Metadata-Version: 2.4
Name: backoff-simulator
Version: 0.2.1
Summary: Simulates backoff strategies for contending writes over the network.
Author: Cosmo Grant
Author-email: Cosmo Grant <cosmodgrant@gmail.com>
License-Expression: MIT
License-File: LICENSE
Classifier: Programming Language :: Python :: 3
Classifier: Operating System :: OS Independent
Requires-Dist: matplotlib>=3.10.8
Requires-Dist: tabulate>=0.10.0
Requires-Python: >=3.14
Project-URL: Homepage, https://github.com/cosmo-grant/backoff-simulator
Description-Content-Type: text/markdown

# Backoff Simulator

## Context

Many clients concurrently send requests over the network to a server.
The server accepts or rejects requests, according to its concurrency control.
Each client backs off and retries until its request is accepted.

You want to keep low:
- the time until all requests are accepted (_duration_)
- the total number of requests (_work_)

You can keep the duration low by making clients retry rapidly.
But then the server often rejects requests, so the work is high.

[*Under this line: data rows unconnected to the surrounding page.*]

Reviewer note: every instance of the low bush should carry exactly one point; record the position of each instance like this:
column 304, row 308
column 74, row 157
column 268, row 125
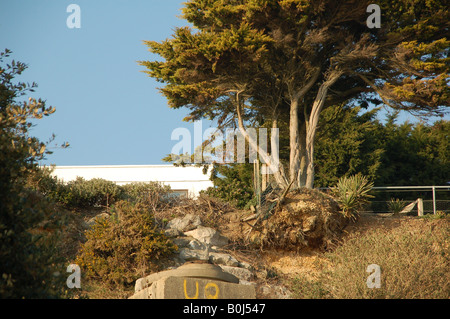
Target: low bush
column 124, row 247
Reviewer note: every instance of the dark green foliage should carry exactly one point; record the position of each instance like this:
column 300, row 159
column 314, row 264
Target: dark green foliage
column 348, row 143
column 28, row 222
column 233, row 183
column 415, row 154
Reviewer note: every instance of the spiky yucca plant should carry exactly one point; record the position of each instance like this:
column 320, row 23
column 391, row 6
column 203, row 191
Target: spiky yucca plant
column 396, row 205
column 352, row 194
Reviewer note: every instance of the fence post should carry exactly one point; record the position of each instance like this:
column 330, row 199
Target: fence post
column 434, row 200
column 419, row 207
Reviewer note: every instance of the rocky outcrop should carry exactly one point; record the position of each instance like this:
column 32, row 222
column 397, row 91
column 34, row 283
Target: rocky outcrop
column 199, row 244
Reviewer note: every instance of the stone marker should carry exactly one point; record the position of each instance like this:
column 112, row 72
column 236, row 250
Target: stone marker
column 195, row 288
column 197, row 270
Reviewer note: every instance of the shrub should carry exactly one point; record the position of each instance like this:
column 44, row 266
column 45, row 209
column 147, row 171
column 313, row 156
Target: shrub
column 82, row 193
column 151, row 193
column 352, row 194
column 232, row 183
column 124, row 247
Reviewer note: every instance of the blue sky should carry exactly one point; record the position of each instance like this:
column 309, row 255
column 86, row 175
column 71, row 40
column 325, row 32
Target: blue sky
column 106, row 108
column 109, row 111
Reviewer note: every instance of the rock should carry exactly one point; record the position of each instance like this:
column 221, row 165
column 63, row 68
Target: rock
column 208, row 236
column 186, row 223
column 309, row 223
column 172, row 232
column 196, row 245
column 182, row 241
column 223, row 259
column 195, row 288
column 245, row 265
column 241, row 273
column 205, row 271
column 190, row 254
column 275, row 292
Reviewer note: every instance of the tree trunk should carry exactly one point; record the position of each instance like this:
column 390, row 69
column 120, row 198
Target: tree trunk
column 294, row 143
column 302, row 174
column 278, row 172
column 311, row 126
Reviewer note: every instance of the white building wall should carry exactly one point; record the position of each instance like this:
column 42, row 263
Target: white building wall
column 188, row 178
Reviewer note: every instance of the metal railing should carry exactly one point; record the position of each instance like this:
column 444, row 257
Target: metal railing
column 435, row 198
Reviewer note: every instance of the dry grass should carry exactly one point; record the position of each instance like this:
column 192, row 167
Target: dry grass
column 413, row 255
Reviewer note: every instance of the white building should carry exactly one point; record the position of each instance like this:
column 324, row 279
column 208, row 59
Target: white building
column 182, row 180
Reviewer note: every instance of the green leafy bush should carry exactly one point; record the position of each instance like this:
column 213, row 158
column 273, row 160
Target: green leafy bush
column 95, row 192
column 352, row 194
column 150, row 193
column 233, row 184
column 124, row 247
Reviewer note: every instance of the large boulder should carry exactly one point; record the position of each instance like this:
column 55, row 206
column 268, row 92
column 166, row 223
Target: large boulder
column 208, row 236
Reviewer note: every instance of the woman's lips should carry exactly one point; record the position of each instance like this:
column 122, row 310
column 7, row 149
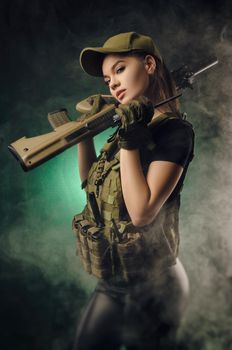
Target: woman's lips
column 121, row 95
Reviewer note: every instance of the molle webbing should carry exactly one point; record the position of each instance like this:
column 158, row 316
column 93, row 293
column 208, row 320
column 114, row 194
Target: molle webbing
column 118, row 248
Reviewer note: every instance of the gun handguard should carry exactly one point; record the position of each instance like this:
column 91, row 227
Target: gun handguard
column 33, row 151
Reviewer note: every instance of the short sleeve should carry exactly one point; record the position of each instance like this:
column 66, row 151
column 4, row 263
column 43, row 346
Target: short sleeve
column 174, row 141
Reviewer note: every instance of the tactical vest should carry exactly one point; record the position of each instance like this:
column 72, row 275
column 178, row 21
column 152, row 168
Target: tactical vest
column 109, row 245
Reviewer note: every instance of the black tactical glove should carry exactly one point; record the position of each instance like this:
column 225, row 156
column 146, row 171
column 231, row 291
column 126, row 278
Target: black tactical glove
column 135, row 116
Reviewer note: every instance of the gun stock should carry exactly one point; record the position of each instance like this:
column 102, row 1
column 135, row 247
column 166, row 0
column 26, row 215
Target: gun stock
column 31, row 152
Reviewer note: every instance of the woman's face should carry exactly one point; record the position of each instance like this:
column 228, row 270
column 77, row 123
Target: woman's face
column 127, row 76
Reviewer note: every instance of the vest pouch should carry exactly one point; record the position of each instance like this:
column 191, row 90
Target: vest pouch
column 99, row 251
column 80, row 228
column 131, row 255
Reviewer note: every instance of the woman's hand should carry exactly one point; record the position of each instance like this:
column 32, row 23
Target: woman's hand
column 97, row 102
column 134, row 119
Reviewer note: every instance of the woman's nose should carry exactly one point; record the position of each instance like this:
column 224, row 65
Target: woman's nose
column 114, row 84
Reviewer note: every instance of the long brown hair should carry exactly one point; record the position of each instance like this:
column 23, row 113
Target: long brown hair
column 162, row 85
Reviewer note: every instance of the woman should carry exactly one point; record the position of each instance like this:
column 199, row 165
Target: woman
column 128, row 232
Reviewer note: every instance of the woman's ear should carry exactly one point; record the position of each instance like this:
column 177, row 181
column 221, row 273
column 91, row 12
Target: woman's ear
column 150, row 64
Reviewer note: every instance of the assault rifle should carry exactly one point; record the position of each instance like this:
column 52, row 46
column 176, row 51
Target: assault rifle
column 33, row 151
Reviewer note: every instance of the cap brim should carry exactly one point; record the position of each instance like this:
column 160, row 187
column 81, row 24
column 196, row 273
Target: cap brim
column 91, row 59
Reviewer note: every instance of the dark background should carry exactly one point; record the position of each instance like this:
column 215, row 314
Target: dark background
column 43, row 288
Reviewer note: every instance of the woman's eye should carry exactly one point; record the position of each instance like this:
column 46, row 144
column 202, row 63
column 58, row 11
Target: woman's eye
column 120, row 69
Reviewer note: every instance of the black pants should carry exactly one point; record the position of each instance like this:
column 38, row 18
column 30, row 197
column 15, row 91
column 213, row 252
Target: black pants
column 145, row 316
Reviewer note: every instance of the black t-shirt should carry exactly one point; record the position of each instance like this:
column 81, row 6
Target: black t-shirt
column 174, row 142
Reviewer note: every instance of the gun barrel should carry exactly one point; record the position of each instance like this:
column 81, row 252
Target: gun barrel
column 206, row 67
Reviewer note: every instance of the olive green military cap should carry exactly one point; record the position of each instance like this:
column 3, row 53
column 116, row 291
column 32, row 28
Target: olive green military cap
column 91, row 58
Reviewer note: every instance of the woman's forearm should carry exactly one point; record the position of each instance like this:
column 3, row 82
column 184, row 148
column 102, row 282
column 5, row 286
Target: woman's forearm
column 86, row 156
column 135, row 189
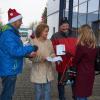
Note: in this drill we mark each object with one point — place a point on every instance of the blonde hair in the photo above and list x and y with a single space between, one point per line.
87 36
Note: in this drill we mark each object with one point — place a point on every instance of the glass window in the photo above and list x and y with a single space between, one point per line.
74 20
75 9
83 8
93 5
75 2
66 14
67 5
81 1
81 20
92 16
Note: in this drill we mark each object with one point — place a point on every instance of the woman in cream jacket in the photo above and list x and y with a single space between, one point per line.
42 70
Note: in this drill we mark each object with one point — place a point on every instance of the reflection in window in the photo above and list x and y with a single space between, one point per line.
67 5
75 9
93 5
92 16
74 20
83 8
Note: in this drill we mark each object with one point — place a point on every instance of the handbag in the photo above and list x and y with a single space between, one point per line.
69 74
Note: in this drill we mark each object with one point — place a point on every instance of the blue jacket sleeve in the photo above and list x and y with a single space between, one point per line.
14 48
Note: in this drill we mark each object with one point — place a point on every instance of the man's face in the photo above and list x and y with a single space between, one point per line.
18 23
64 27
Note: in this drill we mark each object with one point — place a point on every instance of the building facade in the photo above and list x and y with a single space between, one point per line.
78 12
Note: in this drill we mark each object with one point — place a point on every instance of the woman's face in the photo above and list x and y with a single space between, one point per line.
44 34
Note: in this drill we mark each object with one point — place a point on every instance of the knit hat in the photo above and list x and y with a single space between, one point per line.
13 15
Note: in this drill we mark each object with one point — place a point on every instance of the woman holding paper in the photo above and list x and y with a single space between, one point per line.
85 61
42 72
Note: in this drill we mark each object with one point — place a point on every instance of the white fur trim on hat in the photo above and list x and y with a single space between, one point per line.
15 19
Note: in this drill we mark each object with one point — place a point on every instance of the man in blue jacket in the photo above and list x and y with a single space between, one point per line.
12 52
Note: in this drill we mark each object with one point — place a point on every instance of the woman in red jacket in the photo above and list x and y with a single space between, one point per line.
85 62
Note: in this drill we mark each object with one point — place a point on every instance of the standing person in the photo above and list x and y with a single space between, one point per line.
12 52
63 36
85 62
42 72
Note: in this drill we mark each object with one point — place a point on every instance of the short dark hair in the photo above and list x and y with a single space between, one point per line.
40 28
63 21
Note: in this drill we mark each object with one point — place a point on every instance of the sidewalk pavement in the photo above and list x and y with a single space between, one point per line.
25 89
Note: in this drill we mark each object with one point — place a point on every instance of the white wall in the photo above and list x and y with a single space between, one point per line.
53 15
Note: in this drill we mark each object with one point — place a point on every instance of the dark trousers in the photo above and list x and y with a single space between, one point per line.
61 88
8 84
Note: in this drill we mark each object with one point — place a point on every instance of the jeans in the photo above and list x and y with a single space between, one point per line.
81 98
43 91
61 88
8 84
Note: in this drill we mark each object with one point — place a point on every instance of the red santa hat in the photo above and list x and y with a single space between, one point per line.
13 15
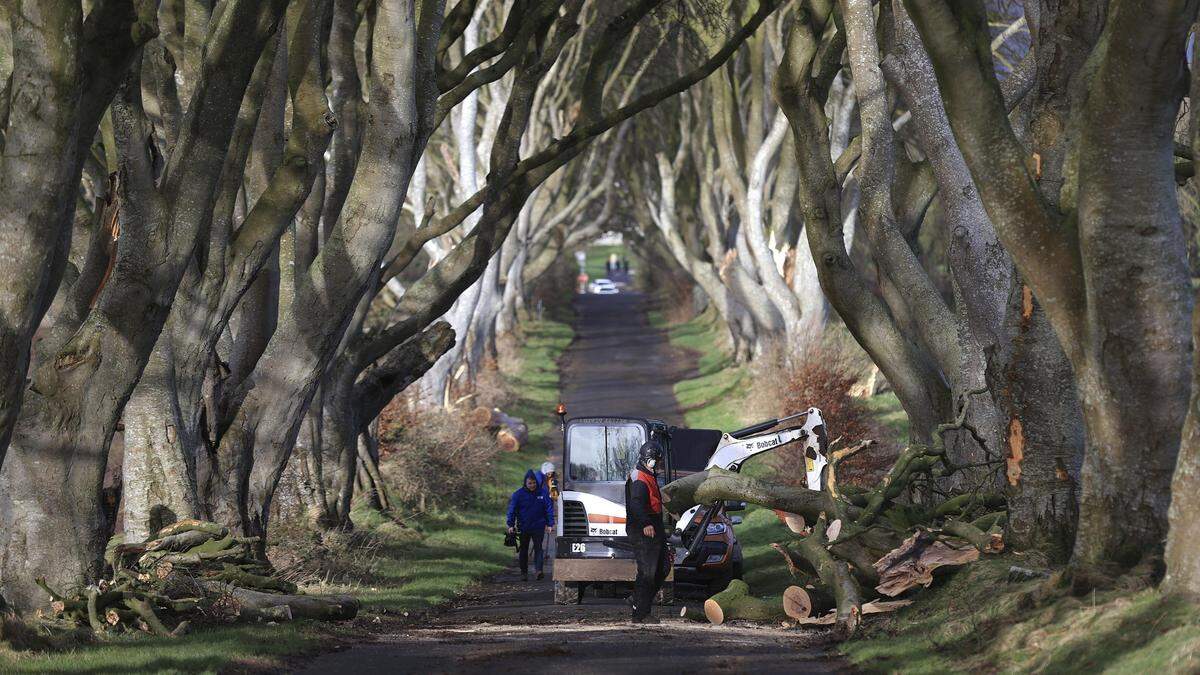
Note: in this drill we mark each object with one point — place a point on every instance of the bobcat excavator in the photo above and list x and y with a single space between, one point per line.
599 453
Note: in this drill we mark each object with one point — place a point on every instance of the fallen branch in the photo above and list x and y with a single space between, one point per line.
991 542
913 562
736 603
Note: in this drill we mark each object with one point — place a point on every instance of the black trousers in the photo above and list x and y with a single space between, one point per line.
653 566
523 539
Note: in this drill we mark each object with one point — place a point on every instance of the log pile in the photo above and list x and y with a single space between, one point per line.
855 550
190 572
511 432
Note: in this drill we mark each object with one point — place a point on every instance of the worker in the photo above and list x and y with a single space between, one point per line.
643 526
532 514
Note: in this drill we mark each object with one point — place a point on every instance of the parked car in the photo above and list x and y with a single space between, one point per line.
603 287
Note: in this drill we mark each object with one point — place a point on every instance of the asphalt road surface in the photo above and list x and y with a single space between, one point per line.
618 364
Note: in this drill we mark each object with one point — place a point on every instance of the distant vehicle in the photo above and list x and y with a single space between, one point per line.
603 287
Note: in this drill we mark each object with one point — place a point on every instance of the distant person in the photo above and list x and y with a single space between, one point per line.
643 526
532 514
545 478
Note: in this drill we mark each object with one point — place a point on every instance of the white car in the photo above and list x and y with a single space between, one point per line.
603 287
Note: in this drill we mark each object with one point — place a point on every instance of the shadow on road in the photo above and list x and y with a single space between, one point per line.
618 364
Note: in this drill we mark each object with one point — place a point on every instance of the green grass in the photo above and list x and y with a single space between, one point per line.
886 407
421 566
204 651
715 398
457 548
976 620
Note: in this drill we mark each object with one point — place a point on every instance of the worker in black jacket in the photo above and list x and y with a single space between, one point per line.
643 525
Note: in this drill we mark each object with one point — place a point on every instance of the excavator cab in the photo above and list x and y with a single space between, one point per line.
599 454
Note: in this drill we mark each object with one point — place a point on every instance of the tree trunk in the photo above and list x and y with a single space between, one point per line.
159 472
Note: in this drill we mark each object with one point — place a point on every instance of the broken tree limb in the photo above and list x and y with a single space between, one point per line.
835 577
793 567
324 608
913 562
793 521
183 541
145 611
736 602
991 542
213 529
961 505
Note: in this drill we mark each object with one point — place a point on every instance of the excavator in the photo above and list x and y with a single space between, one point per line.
599 453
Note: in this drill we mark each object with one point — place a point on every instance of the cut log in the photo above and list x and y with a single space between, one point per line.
736 603
511 432
508 441
145 611
276 613
480 416
324 608
880 607
827 619
793 566
912 563
802 603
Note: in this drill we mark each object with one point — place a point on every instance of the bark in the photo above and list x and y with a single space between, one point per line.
1115 219
49 488
913 377
256 448
1007 344
736 603
65 71
159 476
1183 537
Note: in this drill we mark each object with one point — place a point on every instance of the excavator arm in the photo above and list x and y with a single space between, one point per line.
737 447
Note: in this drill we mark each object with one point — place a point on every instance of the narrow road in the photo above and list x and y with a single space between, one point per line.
618 364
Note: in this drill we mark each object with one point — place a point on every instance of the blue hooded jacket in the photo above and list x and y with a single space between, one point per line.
533 511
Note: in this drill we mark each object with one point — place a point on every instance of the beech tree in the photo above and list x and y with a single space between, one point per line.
1096 233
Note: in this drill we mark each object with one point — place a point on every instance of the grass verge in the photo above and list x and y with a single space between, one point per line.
977 620
424 565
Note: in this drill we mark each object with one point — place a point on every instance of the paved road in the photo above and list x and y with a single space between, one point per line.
617 365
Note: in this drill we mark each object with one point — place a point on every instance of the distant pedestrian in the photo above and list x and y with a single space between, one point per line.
532 514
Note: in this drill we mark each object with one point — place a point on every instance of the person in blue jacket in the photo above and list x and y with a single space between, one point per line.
531 513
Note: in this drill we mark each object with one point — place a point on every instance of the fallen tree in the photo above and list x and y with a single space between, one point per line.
862 544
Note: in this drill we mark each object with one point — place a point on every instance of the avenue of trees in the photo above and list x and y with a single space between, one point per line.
234 230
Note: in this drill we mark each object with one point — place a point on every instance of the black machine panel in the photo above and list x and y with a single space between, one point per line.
690 448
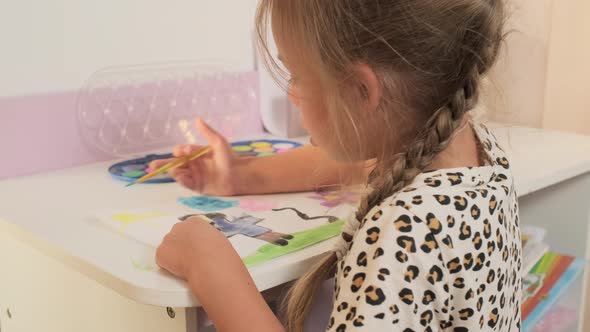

You can keep the work low by making clients retry sporadically.
But then the server is often idle, so the duration is high.

Tradeoff!

The _cost_ is an overall performance measure, got via an exchange rate: `work_to_duration * work + duration`.

Which backoff strategy minimizes the cost?

There's a well-known aws [blog post](https://aws.amazon.com/blogs/architecture/exponential-backoff-and-jitter) and [simulation](https://github.com/aws-samples/aws-arch-backoff-simulator) about this, focusing on optimistic concurrency control.
This app is based on those.
But I re-implemented the simulation and added more controls.

The blog post concludes:

> The return on implementation complexity of using jittered backoff is huge, and it should be considered a standard approach for remote clients.

The post has been influential.
For example, the widely-used Python package [backoff](https://github.com/litl/backoff) defaults to full jitter, citing the post.
But is it really the best strategy for _your_ use case?

Let's explore.

## How to use

Write a `simulations.toml` describing the simulations you want to run, e.g.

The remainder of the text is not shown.